Im kommunalen Nutzungsplan war für die 16’000 m2 grosse Parzelle eine Dichte von 1,1 eingetragen, was einer Bruttobodenfläche von ungefähr 17’600 m2 entspricht. Die einfachste Option für die neue Besitzerin SwissLife hätte darin bestanden, das Herrenhaus und den Garten dem Erdboden gleichzumachen und flächendeckend ein neues Wohnquartier zu bauen. Dafür hätte ein einfaches Baugesuch ausgereicht. 

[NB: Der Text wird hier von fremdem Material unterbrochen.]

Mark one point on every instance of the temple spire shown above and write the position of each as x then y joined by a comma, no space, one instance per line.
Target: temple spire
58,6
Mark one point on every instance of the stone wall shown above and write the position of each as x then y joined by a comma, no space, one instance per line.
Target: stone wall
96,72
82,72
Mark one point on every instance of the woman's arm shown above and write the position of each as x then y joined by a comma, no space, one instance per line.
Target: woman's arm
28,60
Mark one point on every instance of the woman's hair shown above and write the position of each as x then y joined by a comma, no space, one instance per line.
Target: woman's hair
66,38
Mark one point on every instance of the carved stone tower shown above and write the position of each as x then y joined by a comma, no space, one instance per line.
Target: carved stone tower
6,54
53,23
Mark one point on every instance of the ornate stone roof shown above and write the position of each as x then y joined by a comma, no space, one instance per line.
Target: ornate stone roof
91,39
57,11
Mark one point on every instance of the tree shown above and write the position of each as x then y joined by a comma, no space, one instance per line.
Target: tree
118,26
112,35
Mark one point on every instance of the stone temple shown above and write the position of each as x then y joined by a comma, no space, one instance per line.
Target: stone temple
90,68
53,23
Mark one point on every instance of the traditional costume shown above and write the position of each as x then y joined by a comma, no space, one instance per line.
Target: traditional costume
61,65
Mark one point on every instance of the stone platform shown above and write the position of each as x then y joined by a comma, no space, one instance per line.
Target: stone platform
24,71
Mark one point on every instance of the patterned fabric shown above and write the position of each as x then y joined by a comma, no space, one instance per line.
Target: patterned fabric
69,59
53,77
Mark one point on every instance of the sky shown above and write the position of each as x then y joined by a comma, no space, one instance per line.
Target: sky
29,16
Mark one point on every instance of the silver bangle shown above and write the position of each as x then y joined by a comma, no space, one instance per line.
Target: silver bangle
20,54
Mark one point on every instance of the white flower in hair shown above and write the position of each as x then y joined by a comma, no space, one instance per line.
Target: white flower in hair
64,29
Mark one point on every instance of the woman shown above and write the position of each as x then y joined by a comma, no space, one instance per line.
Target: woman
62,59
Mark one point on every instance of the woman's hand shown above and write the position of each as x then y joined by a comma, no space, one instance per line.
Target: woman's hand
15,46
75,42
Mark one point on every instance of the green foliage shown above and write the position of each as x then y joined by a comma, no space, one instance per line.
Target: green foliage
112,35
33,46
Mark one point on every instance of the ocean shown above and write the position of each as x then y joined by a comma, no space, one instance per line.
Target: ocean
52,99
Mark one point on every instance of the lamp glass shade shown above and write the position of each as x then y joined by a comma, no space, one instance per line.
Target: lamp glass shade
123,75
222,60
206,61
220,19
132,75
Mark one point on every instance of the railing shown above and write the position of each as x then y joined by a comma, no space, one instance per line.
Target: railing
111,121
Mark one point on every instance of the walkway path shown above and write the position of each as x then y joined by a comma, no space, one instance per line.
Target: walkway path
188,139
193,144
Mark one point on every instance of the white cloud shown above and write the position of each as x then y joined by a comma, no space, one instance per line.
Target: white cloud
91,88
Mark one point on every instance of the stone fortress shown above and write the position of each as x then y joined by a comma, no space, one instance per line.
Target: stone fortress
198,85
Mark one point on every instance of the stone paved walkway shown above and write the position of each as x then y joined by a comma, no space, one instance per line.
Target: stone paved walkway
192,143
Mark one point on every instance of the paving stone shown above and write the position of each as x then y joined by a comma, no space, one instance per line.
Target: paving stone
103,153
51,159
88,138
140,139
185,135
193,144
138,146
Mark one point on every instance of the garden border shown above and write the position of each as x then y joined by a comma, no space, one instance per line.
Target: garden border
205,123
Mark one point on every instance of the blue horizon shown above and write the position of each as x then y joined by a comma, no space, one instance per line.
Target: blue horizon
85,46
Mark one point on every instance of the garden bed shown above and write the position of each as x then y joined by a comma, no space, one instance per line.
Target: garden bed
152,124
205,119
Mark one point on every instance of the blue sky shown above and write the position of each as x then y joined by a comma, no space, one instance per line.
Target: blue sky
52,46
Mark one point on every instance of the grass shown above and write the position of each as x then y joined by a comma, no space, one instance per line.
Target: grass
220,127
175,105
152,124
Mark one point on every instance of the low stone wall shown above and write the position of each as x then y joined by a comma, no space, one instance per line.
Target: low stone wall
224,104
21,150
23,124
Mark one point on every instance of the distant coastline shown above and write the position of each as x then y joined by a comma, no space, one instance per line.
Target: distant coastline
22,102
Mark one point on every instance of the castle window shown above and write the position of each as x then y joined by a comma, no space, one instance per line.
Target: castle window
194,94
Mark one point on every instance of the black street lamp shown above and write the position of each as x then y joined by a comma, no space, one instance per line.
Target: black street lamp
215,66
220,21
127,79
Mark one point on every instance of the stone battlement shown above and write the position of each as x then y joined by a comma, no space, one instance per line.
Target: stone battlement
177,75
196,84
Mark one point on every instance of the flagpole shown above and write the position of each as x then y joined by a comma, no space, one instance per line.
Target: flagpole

Bei der Prüfung verschiedener Varianten stiess der beauftragte Architekt Remo Leuzinger auf eine interessante Idee: Die Bauordnung der Gemeinde bot die Möglichkeit, einen Quartierplan zu erstellen, mit dem es in Absprache mit der Gemeinde erlaubt wäre, die für die Zone zugelassene Gebäudehöhe zu erhöhen. Dieses Planungsverfahren ist zwar aufwändiger, ermöglicht aber, von der ursprünglichen Maximalhöhe von 13 m abzuweichen. 

Der Radice-Komplex hat einen öffentlichen Park mit einer neuen Quartierverbindung für den Langsamverkehr schaffen. Foto : Studio Remo Leuzinger

Ein Park für die Gemeinde 

Die Eigentümerin und der Architekt überzeugten die Gemeinde und den Kanton, auf dem Einzelgrundstück einen Quartierplan zuzulassen. Die Genehmigung wurde aber mit der Auflage verbunden, dass rund die Hälfte der Parzelle in einen öffentlich zugänglichen Park umgewandelt wird. Dieser «Deal» schaffte für alle Parteien Vorteile: Dank Erhöhung der Maximalhöhe kam die Eigentümerin zu Prestigewohnungen mit freiem Seeblick. Die Gemeinde ihrerseits erhielt eine neue öffentliche Grünanlage, die zum Allgemeinwohl beiträgt, ein klimafreundliches Umfeld schafft und letztlich auch noch neue Wege für den Langsamverkehr erschliesst. 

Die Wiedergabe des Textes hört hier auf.